Some of my preferences:

  • I gravitate to companies with market capitalization between $500 million and $2 billion, plus or minus. I believe companies this size are big enough to have established themselves, but too small for most of Wall Street to have found. Often they have between 1 and 4 analysts following them and good information is hard to find. Maybe I can find a nugget of news that shows me the market has miss-valued the stock.
  • I like industries with products people and business must have: Energy, transport, gambling, banking., infrastructure. Well run companies in these business can often count on a certain built in customer base and work to maintain or improve margins.
  • I get interested in a company that has a business or niche I have not previously heard of. This might be a company that has carved out a profitable niche by offering a unique product or service. I will read deeper to see if there is more to get interested in.

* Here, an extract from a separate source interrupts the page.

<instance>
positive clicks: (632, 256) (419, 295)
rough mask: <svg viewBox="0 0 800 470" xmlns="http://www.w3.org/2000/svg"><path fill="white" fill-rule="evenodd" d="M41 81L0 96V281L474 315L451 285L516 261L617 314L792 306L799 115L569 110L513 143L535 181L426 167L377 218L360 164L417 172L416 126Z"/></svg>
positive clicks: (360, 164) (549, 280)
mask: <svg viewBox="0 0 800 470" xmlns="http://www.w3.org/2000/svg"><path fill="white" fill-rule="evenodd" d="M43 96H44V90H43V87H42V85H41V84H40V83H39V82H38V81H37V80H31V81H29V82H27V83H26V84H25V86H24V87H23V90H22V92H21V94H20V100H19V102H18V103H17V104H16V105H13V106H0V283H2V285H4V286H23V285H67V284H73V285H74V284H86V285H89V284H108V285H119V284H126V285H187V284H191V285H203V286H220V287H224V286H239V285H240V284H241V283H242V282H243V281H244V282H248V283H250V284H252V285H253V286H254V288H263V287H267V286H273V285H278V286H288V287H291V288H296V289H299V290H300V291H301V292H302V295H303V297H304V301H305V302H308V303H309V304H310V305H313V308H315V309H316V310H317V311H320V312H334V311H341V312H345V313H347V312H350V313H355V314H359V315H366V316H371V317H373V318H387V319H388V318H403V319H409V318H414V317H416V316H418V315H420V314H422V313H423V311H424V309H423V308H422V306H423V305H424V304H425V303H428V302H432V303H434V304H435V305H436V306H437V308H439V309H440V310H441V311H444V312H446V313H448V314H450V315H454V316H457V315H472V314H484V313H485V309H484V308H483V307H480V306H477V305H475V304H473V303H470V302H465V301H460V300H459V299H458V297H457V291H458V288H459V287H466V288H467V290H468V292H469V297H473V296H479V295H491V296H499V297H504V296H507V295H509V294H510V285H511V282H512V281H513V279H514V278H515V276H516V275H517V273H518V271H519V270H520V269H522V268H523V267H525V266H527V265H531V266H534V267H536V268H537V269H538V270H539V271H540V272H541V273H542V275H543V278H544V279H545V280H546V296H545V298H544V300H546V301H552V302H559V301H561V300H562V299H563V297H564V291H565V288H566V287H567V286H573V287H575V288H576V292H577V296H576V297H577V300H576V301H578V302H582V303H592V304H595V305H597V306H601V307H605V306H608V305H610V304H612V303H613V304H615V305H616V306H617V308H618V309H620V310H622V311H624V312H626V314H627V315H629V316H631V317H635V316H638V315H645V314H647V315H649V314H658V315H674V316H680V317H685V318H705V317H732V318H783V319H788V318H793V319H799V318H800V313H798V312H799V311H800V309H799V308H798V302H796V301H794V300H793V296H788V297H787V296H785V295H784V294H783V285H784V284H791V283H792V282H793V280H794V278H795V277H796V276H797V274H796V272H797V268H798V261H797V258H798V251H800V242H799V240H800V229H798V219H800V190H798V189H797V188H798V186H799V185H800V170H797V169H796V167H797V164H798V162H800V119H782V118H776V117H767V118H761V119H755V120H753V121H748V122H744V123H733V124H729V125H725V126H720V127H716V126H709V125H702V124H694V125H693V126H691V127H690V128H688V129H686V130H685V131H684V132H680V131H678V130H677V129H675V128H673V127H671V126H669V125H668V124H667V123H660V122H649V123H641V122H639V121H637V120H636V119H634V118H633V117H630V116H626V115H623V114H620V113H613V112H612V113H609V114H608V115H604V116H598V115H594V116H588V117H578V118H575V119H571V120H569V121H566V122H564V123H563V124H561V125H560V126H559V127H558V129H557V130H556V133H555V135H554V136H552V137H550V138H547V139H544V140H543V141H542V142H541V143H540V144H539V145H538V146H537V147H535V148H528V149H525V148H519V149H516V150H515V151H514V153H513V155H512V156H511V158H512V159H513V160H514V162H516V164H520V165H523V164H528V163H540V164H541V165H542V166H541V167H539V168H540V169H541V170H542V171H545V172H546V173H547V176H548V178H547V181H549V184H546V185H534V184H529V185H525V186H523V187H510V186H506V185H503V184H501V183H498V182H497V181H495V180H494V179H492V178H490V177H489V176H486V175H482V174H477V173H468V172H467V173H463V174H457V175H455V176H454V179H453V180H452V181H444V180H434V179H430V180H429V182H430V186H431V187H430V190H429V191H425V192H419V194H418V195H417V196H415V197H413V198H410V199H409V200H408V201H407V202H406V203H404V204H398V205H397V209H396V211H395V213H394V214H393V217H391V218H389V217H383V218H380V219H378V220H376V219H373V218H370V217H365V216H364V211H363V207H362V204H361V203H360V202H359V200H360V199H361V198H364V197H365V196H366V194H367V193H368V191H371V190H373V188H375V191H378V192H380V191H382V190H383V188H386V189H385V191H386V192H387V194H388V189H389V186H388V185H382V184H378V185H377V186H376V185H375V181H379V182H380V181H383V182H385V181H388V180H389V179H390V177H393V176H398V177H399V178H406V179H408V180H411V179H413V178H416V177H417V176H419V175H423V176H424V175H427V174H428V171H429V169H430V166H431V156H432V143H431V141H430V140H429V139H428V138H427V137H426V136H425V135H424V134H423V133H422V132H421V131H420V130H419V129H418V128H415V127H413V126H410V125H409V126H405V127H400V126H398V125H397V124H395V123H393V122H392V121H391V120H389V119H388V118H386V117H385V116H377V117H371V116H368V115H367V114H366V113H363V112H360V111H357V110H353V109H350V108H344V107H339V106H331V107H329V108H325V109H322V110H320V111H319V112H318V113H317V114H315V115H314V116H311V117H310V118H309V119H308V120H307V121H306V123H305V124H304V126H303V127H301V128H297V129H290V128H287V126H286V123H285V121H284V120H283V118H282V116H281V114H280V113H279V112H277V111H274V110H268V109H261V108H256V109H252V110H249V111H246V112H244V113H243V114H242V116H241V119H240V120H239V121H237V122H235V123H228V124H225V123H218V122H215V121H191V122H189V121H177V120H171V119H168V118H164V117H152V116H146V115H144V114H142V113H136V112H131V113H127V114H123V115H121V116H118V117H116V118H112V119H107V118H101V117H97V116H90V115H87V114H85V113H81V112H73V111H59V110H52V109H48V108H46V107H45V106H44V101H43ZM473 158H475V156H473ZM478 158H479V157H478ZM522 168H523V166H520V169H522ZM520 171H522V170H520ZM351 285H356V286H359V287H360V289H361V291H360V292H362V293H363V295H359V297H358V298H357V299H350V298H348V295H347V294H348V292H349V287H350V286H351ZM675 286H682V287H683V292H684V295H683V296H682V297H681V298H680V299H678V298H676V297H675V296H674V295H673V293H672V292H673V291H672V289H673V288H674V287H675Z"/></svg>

Once I find a company of interest I usually add it to this site’s Watch List. At some point I will come back to it and dig deeper into finances and their story. It may be the next day or weeks down the road. Right now energy companies are hot and anything to do with home construction is not. I have some of both on the Watch List to get back to as market conditions change. When I review deeper I may keep a stock on the list, remove it because I do not find a compelling reason to keep monitoring it, or move it to one of the portfolios I track here. One thing I try to keep in mind is that prospects change for companies, sectors and markets and it is important to keep options open.